By about 2007, everyone else living in her building when Radin moved in had left. It dragged on for years, and Radin kept winning, but she was losing in attorney’s fees, and couldn’t afford to fight anymore.
She eventually moved to Brooklyn, but found in New York law that tenants have a right to recover attorney fees when they win, just as landlords do. She brought the law to New Jersey, and earlier this year, bill S2018 was signed into law. It is now printed in bold in tenants’ leases.
But then in New York, she realized clerks were telling tenants they had waived their rights to recover attorneys fees for reasons neither here nor there, and now she is working to have that right clearly stated in leases here.
“There is still a need for more lawyers in the system,” Judge Fisher said. Pro bono lawyers are swamped, and as many as 60 organizations providing legal services and 32 council members have signed on to support the City Council’s right to counsel legislation.
Radin is primarily an advocate for education. She attends the Housing Clinic started by Manhattan Borough President and then-Council member Gale Brewer on the Upper West Side every month, and encourages tenants and organizations to do the same.
“Most people are too scared to stand up,” Radin said. When Radin met Tsaconas Barton and found out she had been sent an eviction notice on the grounds of a nonjudicial foreclosure, which rarely occurs in New York state as it is only allowed when a power of sale clause is written into the deed of trust or mortgage.

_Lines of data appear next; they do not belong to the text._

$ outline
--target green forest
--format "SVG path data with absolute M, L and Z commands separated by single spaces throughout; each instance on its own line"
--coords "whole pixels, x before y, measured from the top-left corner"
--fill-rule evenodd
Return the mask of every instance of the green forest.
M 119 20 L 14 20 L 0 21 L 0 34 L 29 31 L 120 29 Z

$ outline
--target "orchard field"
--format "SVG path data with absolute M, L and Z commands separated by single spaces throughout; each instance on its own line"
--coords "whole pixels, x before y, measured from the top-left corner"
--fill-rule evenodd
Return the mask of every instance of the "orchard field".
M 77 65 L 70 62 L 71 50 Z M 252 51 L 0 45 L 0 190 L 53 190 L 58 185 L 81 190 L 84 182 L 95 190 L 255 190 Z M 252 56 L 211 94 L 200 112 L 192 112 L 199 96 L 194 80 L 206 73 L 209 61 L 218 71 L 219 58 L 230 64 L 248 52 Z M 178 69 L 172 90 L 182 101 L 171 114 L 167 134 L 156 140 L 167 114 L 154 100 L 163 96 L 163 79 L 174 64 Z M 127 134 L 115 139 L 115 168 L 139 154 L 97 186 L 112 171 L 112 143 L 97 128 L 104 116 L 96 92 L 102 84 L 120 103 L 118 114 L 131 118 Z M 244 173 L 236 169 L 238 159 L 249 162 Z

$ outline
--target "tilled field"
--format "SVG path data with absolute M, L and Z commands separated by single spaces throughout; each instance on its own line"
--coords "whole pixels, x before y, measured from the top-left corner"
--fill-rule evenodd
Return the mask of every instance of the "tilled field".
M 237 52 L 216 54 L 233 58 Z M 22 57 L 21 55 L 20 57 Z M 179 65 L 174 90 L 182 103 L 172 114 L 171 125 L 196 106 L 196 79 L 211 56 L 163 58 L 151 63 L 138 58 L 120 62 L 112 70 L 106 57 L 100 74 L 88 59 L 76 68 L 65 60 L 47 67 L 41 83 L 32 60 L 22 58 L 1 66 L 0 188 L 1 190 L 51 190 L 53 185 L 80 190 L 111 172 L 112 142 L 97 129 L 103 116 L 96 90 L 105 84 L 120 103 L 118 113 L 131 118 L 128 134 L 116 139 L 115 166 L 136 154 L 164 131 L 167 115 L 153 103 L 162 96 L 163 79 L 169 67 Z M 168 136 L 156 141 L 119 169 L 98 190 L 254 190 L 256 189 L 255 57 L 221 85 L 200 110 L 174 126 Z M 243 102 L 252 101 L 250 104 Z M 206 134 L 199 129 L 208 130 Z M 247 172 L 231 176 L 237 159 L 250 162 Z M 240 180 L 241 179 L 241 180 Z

Tsaconas Barton said the allegation is not true and there is fraud involved, so she is appealing her case.
“As soon as you understand, it’s not so scary,” Radin said. “It’s empowering, and you should teach people to fight your own life, so they can be an independent person.”
CLARIFICATION: An earlier version of this article stated Lidya Radin left New Jersey due to attorney’s fees. This is incomplete. An additional reason Radin left New Jersey was that she was physically assaulted by security guards at Jersey City Medical Center.